Odeo is Dead, Long Live Obvious

Everyone knew this was coming. Well not this but some kind of ending, Odeo just hasn’t had the success they were hoping for, especially after a 5 million dollar round of VC and angel money last year but there you go, change of direction.

Evan Williams and Biz Stone (plus other Odeo people) are starting Obvious Corp. and their first action is to buy Odeo back from the investors, not only in essence giving back the money but even a bit of profit.

This time around instead of a “bubble 2.0 play” with VCs they are going the 37 Signals way of building cool apps they’ll use. Just have a look at the model:

  • “Build things cheaply and rapidly by keeping teams small and self-organized.”
  • “Leverage technology, know-how, and infrastructure across products (but brand them separately, so they’re focused and easy to understand).”
  • “Use the aggregate attention and user base of the network to gain traction for new services faster than they could gain awareness independently.”

    Put Jason Fried’s name over those bullets and you wouldn’t see the difference.

    I’m somewhat ironic there but I certainly love this part:

    Lastly, for me, I just wanted to create a company that would be as much fun and as fulfilling as possible. Fun in work to me means a lot of freedom, and ton of creativity, working with people I respect and like, and pursuing ideas that are just crazy enough to work. I don’t want to have to worry about getting buy-in from executives or a board, raising money, worrying about investor’s perceptions, or cashing out.

    (Boris talked about something along similar lines yesterday.)

    It’s a bit sad and also easy to be sarcastic about the failure of Ev at Odeo but the way he’s handled the whole thing and been transparent about it is great to see and certainly speaks well of his character so good on him for that attitude and for learning from his mistakes.

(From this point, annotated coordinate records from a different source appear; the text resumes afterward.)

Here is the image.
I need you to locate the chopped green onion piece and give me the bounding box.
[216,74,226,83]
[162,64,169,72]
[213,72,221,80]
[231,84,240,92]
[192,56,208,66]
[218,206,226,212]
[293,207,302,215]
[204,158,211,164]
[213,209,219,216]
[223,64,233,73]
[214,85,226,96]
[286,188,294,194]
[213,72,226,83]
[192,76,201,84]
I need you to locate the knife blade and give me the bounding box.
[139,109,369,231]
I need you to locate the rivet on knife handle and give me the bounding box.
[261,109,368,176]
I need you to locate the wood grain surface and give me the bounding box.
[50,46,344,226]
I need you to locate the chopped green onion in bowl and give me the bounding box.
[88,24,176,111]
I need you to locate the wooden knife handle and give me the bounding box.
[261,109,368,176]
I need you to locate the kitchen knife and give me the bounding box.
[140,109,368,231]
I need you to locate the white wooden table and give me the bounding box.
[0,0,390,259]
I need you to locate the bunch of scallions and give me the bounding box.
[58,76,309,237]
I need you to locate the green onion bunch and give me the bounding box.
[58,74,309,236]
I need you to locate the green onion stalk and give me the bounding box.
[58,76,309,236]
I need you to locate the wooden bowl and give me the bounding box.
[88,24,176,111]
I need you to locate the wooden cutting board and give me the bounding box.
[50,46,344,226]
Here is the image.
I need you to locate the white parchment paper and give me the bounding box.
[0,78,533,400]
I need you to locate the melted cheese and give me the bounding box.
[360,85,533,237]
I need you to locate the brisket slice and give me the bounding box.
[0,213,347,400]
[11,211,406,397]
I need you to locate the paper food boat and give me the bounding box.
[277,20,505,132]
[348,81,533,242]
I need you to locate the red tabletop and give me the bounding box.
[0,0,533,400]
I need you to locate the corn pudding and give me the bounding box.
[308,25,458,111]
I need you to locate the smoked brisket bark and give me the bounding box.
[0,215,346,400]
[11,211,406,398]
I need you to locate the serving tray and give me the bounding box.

    The whole thing also shows that the needs of investors aren’t always compatible with the needs of the company. Odeo and Twitter weren’t enough to grow the market and profits to investor satisfaction but might be good pieces in building a company its people have fun creating and running. Much more interesting “business plan” in my mind. (Although of course having Ev’s money behind you helps being idealistic, I’m sure)

One Comment

julien October 29, 2006

i just really hope they don’t flush odeo, and keep it active. i use it all the time for a bunch of stuff. even though it’s failed its original purpose, it still has a value for its users.